Routed 3-0 in England in the first of back-to-back Ashes series this year, Australia turned the tables in the opener in Brisbane with an emphatic 381-run victory, and selectors have stuck with the same team for the Adelaide match.
Australia have not named the same team in consecutive Tests since last year's home series against South Africa, underlining a tumultuous period marked by indiscipline, injuries and repeated collapses by a brittle batting lineup.
STATE SECRET
Clarke's willingness to announce the lineup was also a telling departure from his cagey media conference on the eve of the Brisbane Test, where he guarded the team-list as jealously as a state secret.
"(It's) a nice position to be in, to be honest," Clarke enthused. "When the selectors hand you the same 11, it's a real positive for where the team is at and how we performed in Brisbane.
"If you look at our Test record this year, it's certainly not something to brag about in regard to wins.
"In saying that, we take a lot of confidence out of the first Test in Brisbane.
"There's a lot of positives that have come out, not just the most recent game in Brisbane, but over the last six-eight months, but our results certainly haven't indicated that.
"The players understand that we have to be at our best over long periods of time to get back to where we want to be: (the) number one Test team in the world."
A drop-in pitch at the Adelaide Oval is only expected to burnish the ground's standing as a batsman's paradise and Australia's seamers are likely to work far harder than in Brisbane, where they exploited a bouncy deck to rout England.
Clarke, however, was confident the pitch could produce a result and dismissed any suggestion that a mountain of runs was a given for either side.
"You'll see two very good bowling attacks," he said.
"If there's any two attacks that are going to find a way, it's these two.
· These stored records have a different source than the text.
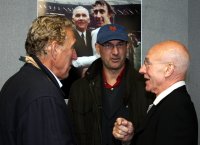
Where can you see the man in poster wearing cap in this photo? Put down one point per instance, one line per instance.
(111, 88)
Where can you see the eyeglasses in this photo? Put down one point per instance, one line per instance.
(101, 11)
(111, 46)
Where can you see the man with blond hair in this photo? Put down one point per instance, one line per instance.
(32, 106)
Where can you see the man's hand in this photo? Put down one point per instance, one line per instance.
(123, 130)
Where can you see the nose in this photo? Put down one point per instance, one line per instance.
(142, 69)
(74, 55)
(98, 14)
(115, 50)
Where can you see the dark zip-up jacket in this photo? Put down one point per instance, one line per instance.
(85, 102)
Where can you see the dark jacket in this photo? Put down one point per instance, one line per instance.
(171, 122)
(33, 111)
(85, 102)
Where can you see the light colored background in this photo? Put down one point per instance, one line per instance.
(161, 19)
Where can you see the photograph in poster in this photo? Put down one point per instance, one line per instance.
(88, 16)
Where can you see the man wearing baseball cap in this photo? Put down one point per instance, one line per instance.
(110, 89)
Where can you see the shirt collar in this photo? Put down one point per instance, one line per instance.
(168, 91)
(80, 33)
(118, 80)
(59, 82)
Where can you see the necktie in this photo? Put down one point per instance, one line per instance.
(149, 108)
(82, 36)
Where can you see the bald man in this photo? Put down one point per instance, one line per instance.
(171, 119)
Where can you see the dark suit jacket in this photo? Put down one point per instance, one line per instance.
(172, 122)
(33, 111)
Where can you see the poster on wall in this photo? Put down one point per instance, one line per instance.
(88, 16)
(124, 12)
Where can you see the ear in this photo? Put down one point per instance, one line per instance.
(54, 50)
(169, 69)
(73, 20)
(97, 46)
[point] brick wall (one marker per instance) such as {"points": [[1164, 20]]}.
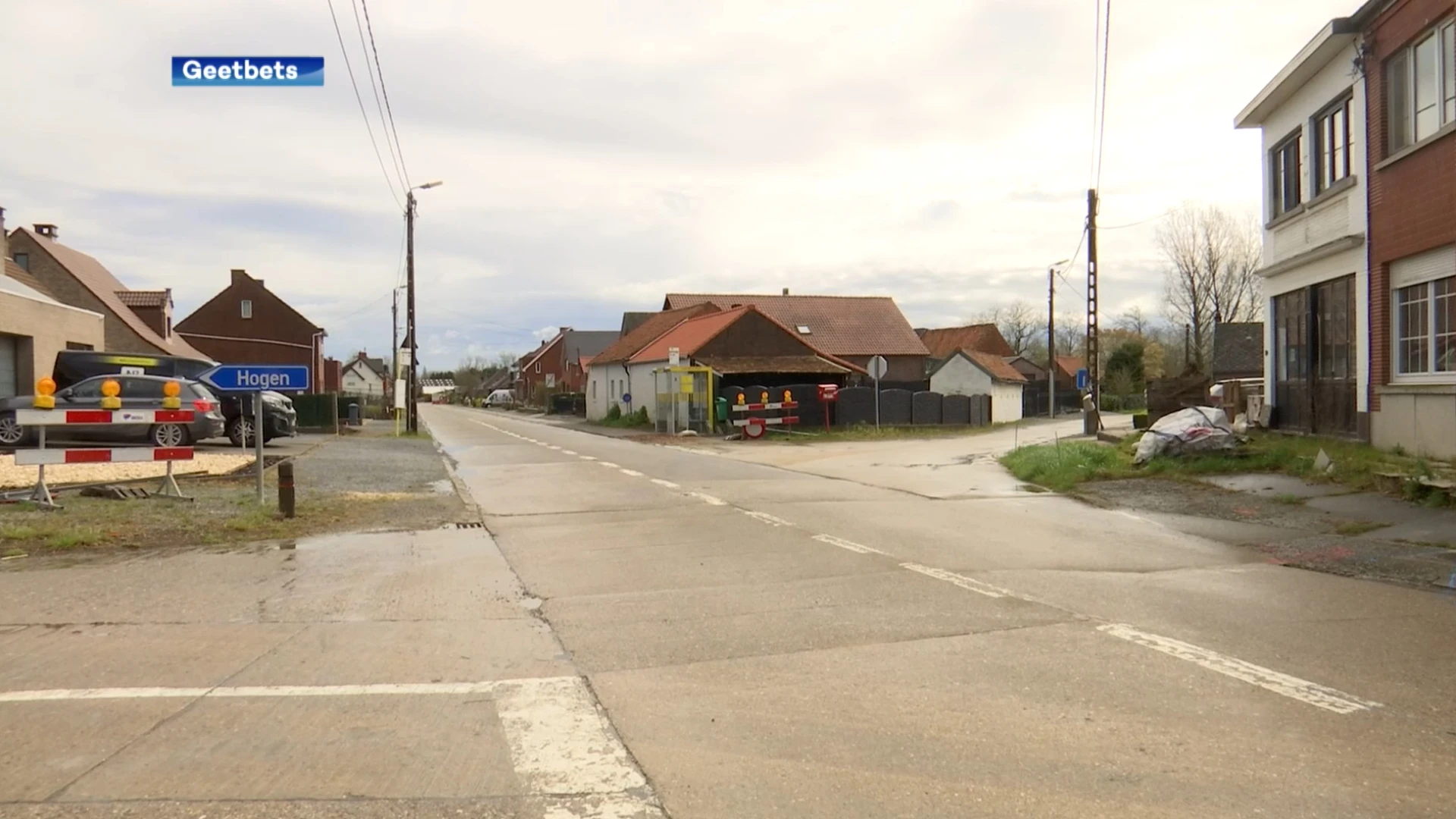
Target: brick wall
{"points": [[1413, 200]]}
There's going to be enough in the wicket early. I think reverse swing is going to play a part, and spin is going to play a part in the Test match.
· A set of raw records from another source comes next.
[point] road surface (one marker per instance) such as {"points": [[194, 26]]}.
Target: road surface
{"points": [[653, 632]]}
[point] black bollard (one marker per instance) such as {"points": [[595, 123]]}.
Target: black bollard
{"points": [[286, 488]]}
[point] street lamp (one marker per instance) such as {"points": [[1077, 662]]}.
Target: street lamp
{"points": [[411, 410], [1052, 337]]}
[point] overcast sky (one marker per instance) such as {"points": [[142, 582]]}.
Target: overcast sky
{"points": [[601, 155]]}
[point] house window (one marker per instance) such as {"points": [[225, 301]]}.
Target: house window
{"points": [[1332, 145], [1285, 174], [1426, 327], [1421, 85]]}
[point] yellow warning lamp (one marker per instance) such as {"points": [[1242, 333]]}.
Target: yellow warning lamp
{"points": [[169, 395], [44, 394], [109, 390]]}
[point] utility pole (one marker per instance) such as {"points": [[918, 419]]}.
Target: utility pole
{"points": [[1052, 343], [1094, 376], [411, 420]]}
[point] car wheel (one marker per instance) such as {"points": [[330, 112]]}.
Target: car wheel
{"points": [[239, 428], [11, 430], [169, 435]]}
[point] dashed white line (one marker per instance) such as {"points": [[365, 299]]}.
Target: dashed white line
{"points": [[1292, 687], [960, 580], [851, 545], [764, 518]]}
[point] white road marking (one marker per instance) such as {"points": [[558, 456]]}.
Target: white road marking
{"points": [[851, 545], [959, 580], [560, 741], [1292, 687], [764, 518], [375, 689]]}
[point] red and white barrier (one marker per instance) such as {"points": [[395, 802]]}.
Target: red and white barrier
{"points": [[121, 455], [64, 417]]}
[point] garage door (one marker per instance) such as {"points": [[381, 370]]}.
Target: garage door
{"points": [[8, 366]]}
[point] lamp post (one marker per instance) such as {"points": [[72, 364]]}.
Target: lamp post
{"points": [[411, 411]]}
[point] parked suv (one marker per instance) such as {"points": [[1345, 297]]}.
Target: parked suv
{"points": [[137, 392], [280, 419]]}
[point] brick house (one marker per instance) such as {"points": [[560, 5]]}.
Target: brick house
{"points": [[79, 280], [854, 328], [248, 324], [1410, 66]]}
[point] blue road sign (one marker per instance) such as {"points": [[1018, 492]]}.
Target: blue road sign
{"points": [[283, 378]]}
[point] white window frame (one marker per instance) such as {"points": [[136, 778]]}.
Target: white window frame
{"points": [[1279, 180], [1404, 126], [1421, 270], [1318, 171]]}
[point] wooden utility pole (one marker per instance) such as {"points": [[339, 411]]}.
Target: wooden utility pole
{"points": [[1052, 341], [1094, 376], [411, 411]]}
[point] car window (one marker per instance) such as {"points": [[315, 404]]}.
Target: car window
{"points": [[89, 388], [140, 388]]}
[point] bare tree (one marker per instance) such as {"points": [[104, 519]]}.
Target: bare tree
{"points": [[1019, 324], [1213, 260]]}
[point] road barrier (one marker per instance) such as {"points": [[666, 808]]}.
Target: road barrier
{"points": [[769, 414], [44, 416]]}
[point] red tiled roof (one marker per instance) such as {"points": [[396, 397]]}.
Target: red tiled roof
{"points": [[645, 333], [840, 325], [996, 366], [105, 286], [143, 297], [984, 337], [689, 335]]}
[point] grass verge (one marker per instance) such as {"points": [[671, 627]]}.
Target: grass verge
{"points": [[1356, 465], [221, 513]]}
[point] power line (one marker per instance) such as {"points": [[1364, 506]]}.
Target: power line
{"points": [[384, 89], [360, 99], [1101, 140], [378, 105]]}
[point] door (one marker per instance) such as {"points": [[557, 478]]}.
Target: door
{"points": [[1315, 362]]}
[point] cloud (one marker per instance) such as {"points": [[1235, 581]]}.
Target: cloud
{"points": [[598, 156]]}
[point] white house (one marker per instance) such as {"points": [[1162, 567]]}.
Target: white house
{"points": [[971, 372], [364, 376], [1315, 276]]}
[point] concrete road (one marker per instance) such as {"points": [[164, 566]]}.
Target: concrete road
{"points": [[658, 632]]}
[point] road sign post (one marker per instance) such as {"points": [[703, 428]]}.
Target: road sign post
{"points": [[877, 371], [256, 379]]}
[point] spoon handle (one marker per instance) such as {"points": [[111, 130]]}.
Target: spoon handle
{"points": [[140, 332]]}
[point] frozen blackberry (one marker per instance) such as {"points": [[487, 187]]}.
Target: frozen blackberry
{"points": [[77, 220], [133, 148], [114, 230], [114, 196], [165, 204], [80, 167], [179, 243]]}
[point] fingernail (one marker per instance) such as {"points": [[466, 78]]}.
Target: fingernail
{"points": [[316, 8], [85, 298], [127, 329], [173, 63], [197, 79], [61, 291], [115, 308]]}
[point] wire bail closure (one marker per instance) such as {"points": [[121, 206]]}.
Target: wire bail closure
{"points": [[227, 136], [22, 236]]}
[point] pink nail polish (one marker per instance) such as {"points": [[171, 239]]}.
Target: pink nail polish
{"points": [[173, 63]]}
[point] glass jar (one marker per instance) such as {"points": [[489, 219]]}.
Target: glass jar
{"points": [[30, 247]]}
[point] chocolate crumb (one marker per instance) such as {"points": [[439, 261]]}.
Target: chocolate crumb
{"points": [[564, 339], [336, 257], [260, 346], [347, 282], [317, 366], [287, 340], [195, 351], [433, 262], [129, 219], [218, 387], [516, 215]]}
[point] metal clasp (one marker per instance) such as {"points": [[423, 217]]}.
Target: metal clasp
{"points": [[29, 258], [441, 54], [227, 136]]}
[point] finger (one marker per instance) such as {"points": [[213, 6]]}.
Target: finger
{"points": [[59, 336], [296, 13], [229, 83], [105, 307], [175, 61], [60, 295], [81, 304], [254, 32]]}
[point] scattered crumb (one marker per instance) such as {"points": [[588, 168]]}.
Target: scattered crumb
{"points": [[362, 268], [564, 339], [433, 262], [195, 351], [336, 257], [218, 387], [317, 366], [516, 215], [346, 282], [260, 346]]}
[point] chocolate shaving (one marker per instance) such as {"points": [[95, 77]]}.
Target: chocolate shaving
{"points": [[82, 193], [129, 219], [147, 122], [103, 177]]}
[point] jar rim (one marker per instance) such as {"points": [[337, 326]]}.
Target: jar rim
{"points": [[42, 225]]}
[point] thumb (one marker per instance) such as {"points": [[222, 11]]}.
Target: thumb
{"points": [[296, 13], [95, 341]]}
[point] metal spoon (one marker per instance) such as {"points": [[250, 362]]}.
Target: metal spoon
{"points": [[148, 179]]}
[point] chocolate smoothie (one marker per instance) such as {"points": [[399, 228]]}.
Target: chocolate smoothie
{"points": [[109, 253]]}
"If you have an expectation to walk out there and make a 100 or the team make 500 I think you're kidding yourself."
Clarke amused guests at a function a week before the first Test by forecasting the makeup of England's team and was subsequently proved correct when the tourists emerged at the Gabba.
After initially declining, the Australian skipper was goaded into speculating on Alastair Cook's team for Adelaide.
"I don't think they will play Monty Panesar but I wouldn't be surprised on that wicket out there because spin's going to play a big part," he said.
"I think we've got a lot of right-handers through our order. But I think they'll go safe. They'll go (seamer Tim) Bresnan and I think they'll go (Gary) Ballance," Clarke added, referring to the Zimbabwe-born batsman, who is vying for a place in the middle order along with Jonny Bairstow and Ben Stokes.
"So, yeah, I do have a team for you. Joe Root three, Ballance six. Bresnan's eight or nine in (the order) there somewhere."
Team: Chris Rogers, David Warner, Shane Watson, Michael Clarke (captain), Steve Smith, George Bailey, Brad Haddin, Mitchell Johnson, Peter Siddle, Ryan Harris, Nathan Lyon.